There is a lot to praise with the current draft plan, but there are some sore points I'd like to address.
First, my idea to expand the ability of property owners to swap bike parking in lieu of required car parking has been included in the plan (Policy 1.2.3, Policy 1.2.7 A and B) - but only for City owned projects, multi-family residential, and only for a measly 5% of the required car parking! Come on guys, you can do much better than that. Open up the bike parking swap to all lot sizes (no more 10,000 sq. ft. of active use requirements). Open up the bike parking swap to more zones (and not just "Commercial" and "Manufacturing" zones). Finally, open up the potential for bike parking to save money and lower the costs of expanding a business or a building by allowing 50%, 75%, or 100% of required car parking to be replaced with quality, covered, bike parking.
Second, I see bike facilities mapped in my neighborhood, and I see policies (Policy 1.1.6 A) to "Increase opportunities for bicycle lanes on Major Class II road ways." What I don't see are scheduled timelines for North Figueroa Street (now designated to have a bike lane installed) in the implementation section of the plan. How about a capital improvement plan instead of a policy goal to implement a capital improvement plan? What I don't see is a mention of lane removal on a Major Class II Highway, except for a shared bike/bus lane. I love buses, but not when they're bearing down on me and my daughter. On the stretch of North Figueroa Street, in front of Flying Pigeon LA and the Bike Oven and continuing all the way up to York Boulevard, the road is easily 10,000 daily car trips shy of the MINIMUM capacity the road is designated for.
A car lane removal to install bike lanes on North Figueroa Street will degrade off-peak Level of Service but could, in fact, improve Level of Service overall by keeping a steady flow of vehicle traffic, moving at reduced speeds at all hours. This slower flow of car traffic will not trigger a winnable CEQA lawsuit, and it will drastically improve the lot of local businesses and the ability of residents to cross the street.
Finally, I don't see any measures to measure! The data collection mentioned in the plan (Policy 3.2.5) is already being collected (manual traffic counts already capture bike trips and SWITRS data is already compiled in a database). The plan needs to call for a scheduled publishing of this data in a report and maps for councilmembers and the public to access. The plan calls only for "analysis" of this data - but when will this analysis be presented to the public? When will a reporter, a candidate for office, a concerned parent, or a school kid be able to quickly search for the 10 most deadly intersections in the city to bike? On a weekly basis? On a quarterly basis? On a yearly basis? Or, as the plan proposes, some time between 2010 and 2015 (with an unstated publishing date and unmentioned format). Give us some deadlines and specific, not just the old bureaucratic brush-off with a "staff shall" with no deadlines and no agreed-upon format.

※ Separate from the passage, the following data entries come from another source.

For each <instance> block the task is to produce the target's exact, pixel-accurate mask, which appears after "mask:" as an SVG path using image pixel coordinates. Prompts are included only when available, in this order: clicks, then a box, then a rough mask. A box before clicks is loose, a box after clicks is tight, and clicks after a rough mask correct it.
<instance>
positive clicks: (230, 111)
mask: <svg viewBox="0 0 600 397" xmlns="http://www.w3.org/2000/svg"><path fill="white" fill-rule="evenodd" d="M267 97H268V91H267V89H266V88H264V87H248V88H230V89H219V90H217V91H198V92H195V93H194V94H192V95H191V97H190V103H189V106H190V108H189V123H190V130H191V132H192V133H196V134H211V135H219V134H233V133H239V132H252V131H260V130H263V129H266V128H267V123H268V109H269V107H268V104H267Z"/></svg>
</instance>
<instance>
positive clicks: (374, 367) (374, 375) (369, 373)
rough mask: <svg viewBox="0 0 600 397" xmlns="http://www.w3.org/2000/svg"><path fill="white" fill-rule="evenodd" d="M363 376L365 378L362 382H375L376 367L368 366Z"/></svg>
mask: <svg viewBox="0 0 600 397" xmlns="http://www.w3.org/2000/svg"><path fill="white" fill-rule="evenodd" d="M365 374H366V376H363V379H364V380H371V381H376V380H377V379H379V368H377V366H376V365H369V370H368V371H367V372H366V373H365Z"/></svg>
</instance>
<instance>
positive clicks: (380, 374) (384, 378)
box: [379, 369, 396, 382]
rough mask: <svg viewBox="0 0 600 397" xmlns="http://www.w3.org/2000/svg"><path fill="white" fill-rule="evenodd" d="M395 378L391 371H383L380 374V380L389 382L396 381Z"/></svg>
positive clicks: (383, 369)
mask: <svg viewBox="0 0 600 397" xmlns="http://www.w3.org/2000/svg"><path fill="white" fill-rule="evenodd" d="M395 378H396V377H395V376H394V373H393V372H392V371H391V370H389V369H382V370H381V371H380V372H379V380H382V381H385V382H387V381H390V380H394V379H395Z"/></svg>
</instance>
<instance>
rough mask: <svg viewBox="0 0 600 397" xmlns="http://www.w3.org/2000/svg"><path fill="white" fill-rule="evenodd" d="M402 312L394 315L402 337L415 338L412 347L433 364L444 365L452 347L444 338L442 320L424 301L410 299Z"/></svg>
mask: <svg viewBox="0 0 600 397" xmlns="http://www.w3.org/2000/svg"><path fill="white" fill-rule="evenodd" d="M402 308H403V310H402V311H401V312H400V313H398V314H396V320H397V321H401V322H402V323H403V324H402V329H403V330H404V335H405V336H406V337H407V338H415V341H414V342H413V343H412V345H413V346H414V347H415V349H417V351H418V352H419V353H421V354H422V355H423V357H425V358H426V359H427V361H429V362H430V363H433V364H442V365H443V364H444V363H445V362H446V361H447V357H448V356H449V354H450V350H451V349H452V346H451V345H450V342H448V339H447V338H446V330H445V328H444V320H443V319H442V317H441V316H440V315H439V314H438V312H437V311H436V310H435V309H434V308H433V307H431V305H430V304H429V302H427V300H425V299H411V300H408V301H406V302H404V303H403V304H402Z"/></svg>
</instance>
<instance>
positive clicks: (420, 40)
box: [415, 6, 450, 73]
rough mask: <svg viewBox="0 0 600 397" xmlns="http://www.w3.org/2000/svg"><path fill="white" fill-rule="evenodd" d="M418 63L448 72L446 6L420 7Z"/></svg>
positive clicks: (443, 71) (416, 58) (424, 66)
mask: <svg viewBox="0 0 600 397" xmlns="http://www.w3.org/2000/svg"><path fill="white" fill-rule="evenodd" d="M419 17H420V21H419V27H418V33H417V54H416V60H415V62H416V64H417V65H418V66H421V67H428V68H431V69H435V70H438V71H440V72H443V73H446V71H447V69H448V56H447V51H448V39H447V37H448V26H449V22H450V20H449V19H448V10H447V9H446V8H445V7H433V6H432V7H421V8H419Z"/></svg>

This bike plan draft is a lot better than what was originally presented to us, but there are places for improvement. The bike parking swap needs to be embraced, strengthened, and allowed to have a chance in other zones. Maps and policy goals are fine, but Major Class II Highways need to be scheduled to be improved in this plan (not in a plan to plan). Our roads are already being surveyed, but that data is not being compiled - it is time to call for regular and timely publishing deadlines, open formats, and maps of bicycle use and traffic crashes.
With these small changes, I feel that this plan will have a better chance at actually making a difference as opposed to being another knocked-out paper brick, full of ideas parried and defeated by bureaucrats, sitting on a dusty shelf in City Hall.